From ‘Pedal to Plate’
Cyclists tour Mission Valley farms, sample fare
RONAN–Nearly 80 neon-clad cyclists left the Lake County Fairgrounds on Saturday morning carrying forks in their pockets and bags. The riders explored 40 miles of the Mission Valley’s biking infrastructure and used their forks to taste the products of local agriculture at its source.
On the inaugural Mission Mountain Area Pedal to Plate bike ride, participants cycled to four stops where farmers served them local food products. Three stops were at farms where the food served was grown.
Rosie Goldich, food and ag coordinator at Lake County Community Development Corporation, was part of the planning committee for the event. She said the event was mutually beneficial: farmers displayed their products, tourists spent money in the region, and cyclists got an intimate look at the Mission Valley and its food system.
“This lets people know where their food is coming from. They actually get to meet the farmers,” she said.
A portion of each participant’s $50 entry fee went toward compensating farmers for the products that they served at the event.
At the first stop, Round Butte Clubhouse, cyclists enjoyed Dixon Melons from Dixon.

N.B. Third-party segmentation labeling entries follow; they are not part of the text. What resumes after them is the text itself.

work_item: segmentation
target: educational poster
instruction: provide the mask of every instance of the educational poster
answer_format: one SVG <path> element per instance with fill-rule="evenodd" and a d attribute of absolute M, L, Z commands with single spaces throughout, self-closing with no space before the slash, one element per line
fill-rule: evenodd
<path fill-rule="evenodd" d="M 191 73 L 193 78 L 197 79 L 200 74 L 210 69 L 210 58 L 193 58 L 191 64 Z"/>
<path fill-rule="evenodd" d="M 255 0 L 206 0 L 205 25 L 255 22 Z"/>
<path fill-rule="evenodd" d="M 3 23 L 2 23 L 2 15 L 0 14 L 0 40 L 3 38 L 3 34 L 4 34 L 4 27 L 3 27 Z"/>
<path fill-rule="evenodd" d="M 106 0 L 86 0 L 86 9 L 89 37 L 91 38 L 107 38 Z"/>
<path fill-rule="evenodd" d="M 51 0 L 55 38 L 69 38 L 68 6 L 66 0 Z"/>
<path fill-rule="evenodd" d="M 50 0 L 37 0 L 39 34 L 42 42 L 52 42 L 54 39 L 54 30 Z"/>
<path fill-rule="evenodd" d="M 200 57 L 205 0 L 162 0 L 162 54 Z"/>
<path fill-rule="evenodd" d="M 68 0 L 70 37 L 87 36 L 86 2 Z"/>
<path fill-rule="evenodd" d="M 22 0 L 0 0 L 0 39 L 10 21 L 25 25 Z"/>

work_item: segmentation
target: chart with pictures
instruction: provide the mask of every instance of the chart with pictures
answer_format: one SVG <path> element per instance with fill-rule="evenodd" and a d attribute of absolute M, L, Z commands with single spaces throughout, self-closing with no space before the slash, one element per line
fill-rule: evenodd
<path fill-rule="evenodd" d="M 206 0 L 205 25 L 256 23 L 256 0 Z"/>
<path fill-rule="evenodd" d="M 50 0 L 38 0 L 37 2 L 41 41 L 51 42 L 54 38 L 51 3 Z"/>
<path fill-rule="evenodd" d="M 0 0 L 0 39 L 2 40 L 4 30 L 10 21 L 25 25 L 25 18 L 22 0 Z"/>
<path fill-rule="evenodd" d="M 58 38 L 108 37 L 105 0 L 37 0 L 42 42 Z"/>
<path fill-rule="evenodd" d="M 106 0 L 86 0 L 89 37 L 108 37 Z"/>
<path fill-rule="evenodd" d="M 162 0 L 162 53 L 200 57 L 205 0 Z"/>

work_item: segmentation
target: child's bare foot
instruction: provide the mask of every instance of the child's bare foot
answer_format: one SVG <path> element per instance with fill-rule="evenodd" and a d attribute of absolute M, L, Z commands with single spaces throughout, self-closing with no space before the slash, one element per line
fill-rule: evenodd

Peaceful Haven Honey Farm, the next stop, featured sourdough bread topped with honey and Gouda cheese from Flathead Lake Cheese. Glenwood Farm near Back Road served farm-grown lamb stew, cucumbers, and bread. Next, cyclists visited Fresh Roots Farm on Mountain View Road for strawberry popsicles made from strawberries grown at the farm. The event concluded with a dinner of local pulled pork, roasted root vegetables, and green salad catered by Take It or Leave It of St. Ignatius.
MMAPP cyclists were adults of all ages and cycling backgrounds. Participants rode mountain bikes, road bikes, recumbent bikes, and one couple pedaled a tandem bicycle.
During her opening remarks, event organizer Janet Sucha said that this diversity was part of the intention of the event.
“It doesn’t matter what kind of biker you are, we just want you to have fun,” she told participants.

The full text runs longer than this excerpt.